The human pilots also catch things. TransCanada reports that one of its pilots once noticed that a circus in Kansas had tethered an elephant to a pipeline stake, which posed a potential threat.

All the layers of security help, say experts.

“It’s a belt-and-suspenders kind of approach. You just don’t want even minute leaks,” Smith said, adding that pipelines are the safest way of moving oil across land.

Pipelines are actually much safer than transporting the oil by train, which is the method favored by environmentalist opponents to Keystone XL:

According to a 2006 study by Environmental Research Consulting using Department of Transportation data, pipelines have spilled far less than trucks or railroads per ton of oil transported.

Critics of President Obama’s delay of the Keystone XL construction say the holdup actually makes everyone less safe, as oil producers instead rely on comparatively dangerous railroads for transportation. From 2008 to 2013, the amount of oil transported by rail skyrocketed from 9,500 carloads in 2008 to 41 times that – 407,642 – in 2013.

My big point to my Dad about this is how the private sector responds to the desires of customers on their own, developing solutions for the people who they expect to buy their products. The government spends 2 billion on the Obamacare web site, and forces people to use it. They can never develop anything people actually want to buy. Government just taxes, regulates and restricts the businesses who seek to solve problems for customers.

It’s the private sector businesses who are the real heroes to customers – making the things that we want and need and competing with other businesses to sell the most quality at the lowest price.

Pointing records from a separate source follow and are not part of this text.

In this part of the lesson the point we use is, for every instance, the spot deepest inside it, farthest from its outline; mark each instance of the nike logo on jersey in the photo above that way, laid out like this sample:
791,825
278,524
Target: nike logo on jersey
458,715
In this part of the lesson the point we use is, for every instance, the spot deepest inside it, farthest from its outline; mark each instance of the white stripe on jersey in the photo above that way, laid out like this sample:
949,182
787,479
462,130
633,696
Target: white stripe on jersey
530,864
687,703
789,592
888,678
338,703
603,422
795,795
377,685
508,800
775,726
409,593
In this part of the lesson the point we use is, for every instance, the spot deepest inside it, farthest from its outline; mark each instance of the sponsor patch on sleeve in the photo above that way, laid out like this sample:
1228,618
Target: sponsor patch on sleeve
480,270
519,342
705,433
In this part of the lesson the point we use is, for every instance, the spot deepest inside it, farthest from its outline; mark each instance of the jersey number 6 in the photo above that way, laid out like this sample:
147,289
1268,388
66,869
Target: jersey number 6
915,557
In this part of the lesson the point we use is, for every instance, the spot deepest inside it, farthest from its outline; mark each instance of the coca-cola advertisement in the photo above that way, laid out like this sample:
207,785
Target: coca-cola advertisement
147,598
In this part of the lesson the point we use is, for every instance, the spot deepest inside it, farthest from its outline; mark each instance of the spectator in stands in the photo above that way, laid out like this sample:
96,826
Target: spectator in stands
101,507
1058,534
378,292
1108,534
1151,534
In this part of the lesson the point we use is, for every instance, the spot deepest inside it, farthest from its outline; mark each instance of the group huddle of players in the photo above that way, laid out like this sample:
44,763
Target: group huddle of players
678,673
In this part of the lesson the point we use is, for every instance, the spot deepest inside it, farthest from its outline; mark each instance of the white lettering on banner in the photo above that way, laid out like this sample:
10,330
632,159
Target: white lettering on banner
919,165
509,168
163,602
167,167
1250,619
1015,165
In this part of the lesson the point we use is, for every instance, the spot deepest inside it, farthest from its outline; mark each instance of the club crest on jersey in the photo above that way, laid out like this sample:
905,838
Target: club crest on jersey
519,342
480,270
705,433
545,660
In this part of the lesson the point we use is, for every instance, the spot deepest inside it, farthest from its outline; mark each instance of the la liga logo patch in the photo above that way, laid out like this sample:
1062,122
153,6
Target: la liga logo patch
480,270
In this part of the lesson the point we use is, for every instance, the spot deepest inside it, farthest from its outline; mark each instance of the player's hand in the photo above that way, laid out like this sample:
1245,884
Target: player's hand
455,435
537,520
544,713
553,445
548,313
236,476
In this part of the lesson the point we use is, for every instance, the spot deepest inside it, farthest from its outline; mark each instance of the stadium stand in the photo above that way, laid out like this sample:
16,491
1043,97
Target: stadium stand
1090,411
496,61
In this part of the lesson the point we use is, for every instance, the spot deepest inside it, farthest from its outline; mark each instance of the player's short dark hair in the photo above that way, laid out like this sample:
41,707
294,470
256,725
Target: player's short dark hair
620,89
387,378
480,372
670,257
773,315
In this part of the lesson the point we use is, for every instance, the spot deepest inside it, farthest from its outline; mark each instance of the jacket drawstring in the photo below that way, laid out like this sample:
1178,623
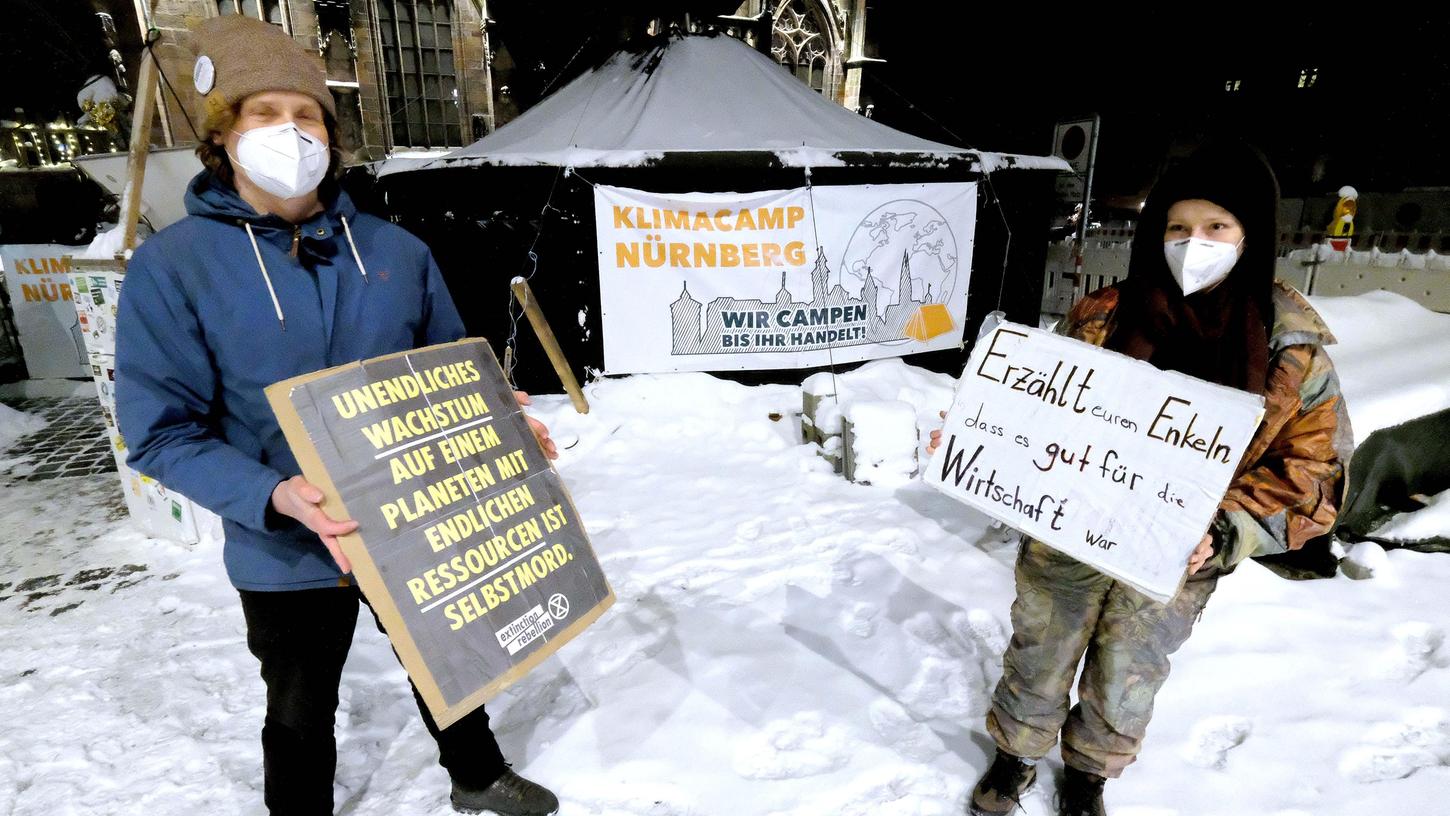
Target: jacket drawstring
354,247
266,277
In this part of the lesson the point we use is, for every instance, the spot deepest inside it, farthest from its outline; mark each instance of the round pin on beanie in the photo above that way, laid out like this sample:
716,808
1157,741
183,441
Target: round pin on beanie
239,55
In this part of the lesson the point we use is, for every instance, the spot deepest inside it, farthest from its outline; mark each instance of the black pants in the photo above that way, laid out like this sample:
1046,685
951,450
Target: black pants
302,639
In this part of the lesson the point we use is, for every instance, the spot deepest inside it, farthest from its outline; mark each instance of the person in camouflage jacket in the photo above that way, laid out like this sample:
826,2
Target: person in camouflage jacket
1217,313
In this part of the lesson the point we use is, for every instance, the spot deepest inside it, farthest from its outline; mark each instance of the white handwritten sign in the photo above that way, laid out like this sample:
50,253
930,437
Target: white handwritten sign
1092,452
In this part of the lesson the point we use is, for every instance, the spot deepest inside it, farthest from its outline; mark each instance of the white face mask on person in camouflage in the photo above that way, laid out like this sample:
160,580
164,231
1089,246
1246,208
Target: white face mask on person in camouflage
1199,264
283,160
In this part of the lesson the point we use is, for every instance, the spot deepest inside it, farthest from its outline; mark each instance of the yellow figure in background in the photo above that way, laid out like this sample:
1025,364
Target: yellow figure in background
1341,226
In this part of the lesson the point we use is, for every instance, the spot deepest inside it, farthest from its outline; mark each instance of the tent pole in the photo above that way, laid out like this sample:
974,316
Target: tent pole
531,306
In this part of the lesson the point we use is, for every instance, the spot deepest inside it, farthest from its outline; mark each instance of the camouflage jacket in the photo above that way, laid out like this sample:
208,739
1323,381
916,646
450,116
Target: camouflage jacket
1289,483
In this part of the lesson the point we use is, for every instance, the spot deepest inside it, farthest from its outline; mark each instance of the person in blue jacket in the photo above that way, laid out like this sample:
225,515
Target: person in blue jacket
273,274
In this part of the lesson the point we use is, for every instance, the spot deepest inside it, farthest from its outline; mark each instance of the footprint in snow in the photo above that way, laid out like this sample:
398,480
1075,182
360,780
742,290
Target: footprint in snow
795,748
1415,650
1395,750
1212,738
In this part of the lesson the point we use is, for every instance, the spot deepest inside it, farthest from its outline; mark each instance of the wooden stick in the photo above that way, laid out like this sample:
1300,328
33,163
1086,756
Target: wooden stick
139,147
556,354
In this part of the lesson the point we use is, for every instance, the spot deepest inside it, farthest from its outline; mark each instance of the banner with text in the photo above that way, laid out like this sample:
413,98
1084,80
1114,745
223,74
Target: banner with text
1099,455
38,279
469,545
783,279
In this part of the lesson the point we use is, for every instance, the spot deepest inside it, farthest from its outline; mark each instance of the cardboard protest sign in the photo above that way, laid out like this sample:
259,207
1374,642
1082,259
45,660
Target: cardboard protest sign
38,279
469,545
1096,454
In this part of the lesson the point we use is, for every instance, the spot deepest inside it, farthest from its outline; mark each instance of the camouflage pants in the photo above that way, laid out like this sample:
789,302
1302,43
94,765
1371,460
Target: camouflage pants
1063,609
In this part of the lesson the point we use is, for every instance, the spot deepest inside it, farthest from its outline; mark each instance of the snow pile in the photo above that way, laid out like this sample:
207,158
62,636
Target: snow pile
15,423
880,441
1392,358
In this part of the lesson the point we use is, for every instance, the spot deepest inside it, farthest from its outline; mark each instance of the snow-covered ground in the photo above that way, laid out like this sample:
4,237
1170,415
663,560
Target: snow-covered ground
783,644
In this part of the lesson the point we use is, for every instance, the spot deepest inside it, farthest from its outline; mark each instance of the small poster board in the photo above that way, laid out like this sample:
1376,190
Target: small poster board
1096,454
469,545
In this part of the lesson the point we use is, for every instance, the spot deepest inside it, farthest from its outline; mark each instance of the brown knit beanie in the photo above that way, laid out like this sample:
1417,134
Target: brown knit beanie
237,57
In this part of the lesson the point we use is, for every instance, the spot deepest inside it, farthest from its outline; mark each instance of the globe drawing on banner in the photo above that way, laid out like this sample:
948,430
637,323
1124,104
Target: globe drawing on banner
909,252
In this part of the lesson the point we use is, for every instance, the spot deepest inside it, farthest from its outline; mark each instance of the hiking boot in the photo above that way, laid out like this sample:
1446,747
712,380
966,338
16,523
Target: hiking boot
511,794
1080,793
999,790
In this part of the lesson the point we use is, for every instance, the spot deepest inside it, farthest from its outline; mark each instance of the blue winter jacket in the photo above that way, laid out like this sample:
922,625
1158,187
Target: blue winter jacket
199,336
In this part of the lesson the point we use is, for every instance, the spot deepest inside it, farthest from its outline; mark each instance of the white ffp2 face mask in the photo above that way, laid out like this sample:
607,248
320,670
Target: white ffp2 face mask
1198,264
283,160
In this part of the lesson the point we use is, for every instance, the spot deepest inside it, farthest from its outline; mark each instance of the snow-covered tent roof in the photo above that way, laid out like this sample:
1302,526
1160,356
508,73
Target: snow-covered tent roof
701,94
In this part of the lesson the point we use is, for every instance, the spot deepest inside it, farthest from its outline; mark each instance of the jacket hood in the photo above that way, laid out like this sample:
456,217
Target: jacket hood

They even find solutions to our concerns about the environment, if we let them, because that is part of pleasing the customer, too. If we had to wait on public school teachers, politicians, Hollywood clowns and academics to innovate, we would be waiting a long time indeed. I stand with private sector business, and the free-market system in general.

UPDATE: Holy snouts. For the first time in 6 years I am actually proud of Obama for doing something:

The Obama administration has opened a new front in the global battle for oil market share, effectively clearing the way for the shipment of as much as a million barrels per day of ultra-light U.S. crude to the rest of the world.

The Department of Commerce on Tuesday ended a year-long silence on a contentious, four-decade ban on oil exports, saying it had begun approving a backlog of requests to sell processed light oil abroad. It also issued a long-awaited document outlining exactly what kinds of oil other would-be exporters can ship.

The administration’s first serious effort to clarify an issue that has caused confusion and consternation in energy markets for more than a year will likely please domestic oil drillers, foreign trade partners and some Republicans who have urged Obama to loosen the export ban, which they see as an outdated holdover from the 1970s Arab oil embargo.

The latest measures were wrapped in regulatory jargon and couched by some as a basic clarification of existing rules, but analysts said the message was unambiguous: a green light for any company willing and able to process their light condensate crude through a distillation tower, a simple piece of oilfield kit.

“In practice this long-awaited move can open up the floodgates to substantial increases in exports by end 2015,” Ed Morse, global head of commodities research at Citigroup in New York said in a research note.

[…]By opening the door to U.S. crude exports, the administration is offering a bit of relief to some domestic drillers that have said that they are forced to sell their shale oil at a discount of as much as $15 a barrel versus global markets as fast-rising domestic supplies overwhelm local demand.

Let’s hope Obama signs the Keystone XL pipeline in the new year, too. That will help people so much and hurt our enemies, Russia, Venezuela and Iran. There are ways to fight wars without firing a shot, and this is how you do it – he looks like Ronald Reagan, now. Well done, Barack Obama! Finally!